PEP's higher yield stems primarily from a larger payout ratio relative to earnings—the beverage and snack business generates steady cash flows that support the 4% distribution. PG takes a more conservative dividend approach, returning less of its earnings to shareholders while retaining capital for acquisitions and share repurchases; this lower yield reflects PG's longer operational history (inception 1962 vs. 1972) and more diversified portfolio of personal care brands. Both trade with defensive betas below 0.4 (PEP at 0.359, PG at 0.385), but PG's slightly higher beta suggests marginally more sensitivity to economic cycles—likely due to exposure to discretionary beauty and grooming categories. Neither fund carries leverage or alternatives; both are straightforward equity holdings in mature, globally diversified consumer companies.

Who each is best for

PEP: Fits investors who prioritize current income from a single dividend-paying equity holding and can tolerate concentration in the beverages and snacks sector. Works well for those seeking higher yield than broad-market indices while maintaining low volatility.

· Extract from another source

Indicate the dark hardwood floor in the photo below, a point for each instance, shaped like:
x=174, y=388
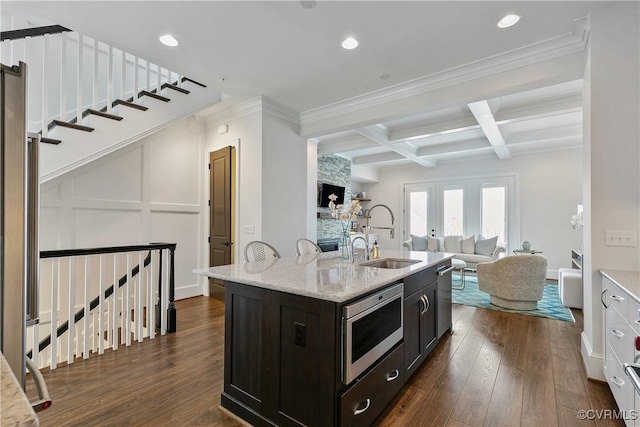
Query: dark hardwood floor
x=495, y=369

PG: Designed for investors who favor slower, steadier dividend growth over immediate yield and want broader exposure to consumer staples across personal care, home care, and health segments. Aligns with long-term, total-return-focused allocations where lower cash distributions are reinvested for compounding.

Key risks to know

  • Sector concentration: PEP's exposure is narrowed to beverages and convenient foods, whereas PG spans multiple consumer categories (beauty, grooming, fabric care, home care, health care). A commodity-driven spike in sugar, packaging, or agricultural inputs could disproportionately pressure PEP margins.
  • Yield sustainability: PEP's 4.00% distribution rate is substantially higher than PG's 2.78%, leaving less margin for earnings shortfalls before the dividend faces pressure. Any slowdown in volume growth or pricing power in snacks or soft drinks could constrain the payout.
  • Currency and emerging-market exposure: Both companies derive significant revenue overseas, exposing them to foreign exchange headwinds and geopolitical disruption. PEP's brand-focused business may be slightly more insulated from local-currency devaluation than PG's commodity-linked product mix.
  • Consumer preference shifts: Secular trends toward lower-sugar beverages and natural or premium personal care products create structural headwinds for both, though PEP's exposure to legacy carbonated soft drinks may be more acute.

Bottom line

If you value a higher current yield and can accept narrower sector exposure, PEP's 4.00% distribution stands out; if you prefer lower yield paired with broader diversification and a longer track record of disciplined capital management, PG's 2.78% payout and multi-category footprint align better. Both are defensive, low-volatility holdings in companies with durable brand power, but they serve different income and growth objectives. Past performance does not guarantee future results.

AI-generated analysis for educational purposes only. Verify important details independently; past performance does not guarantee future results.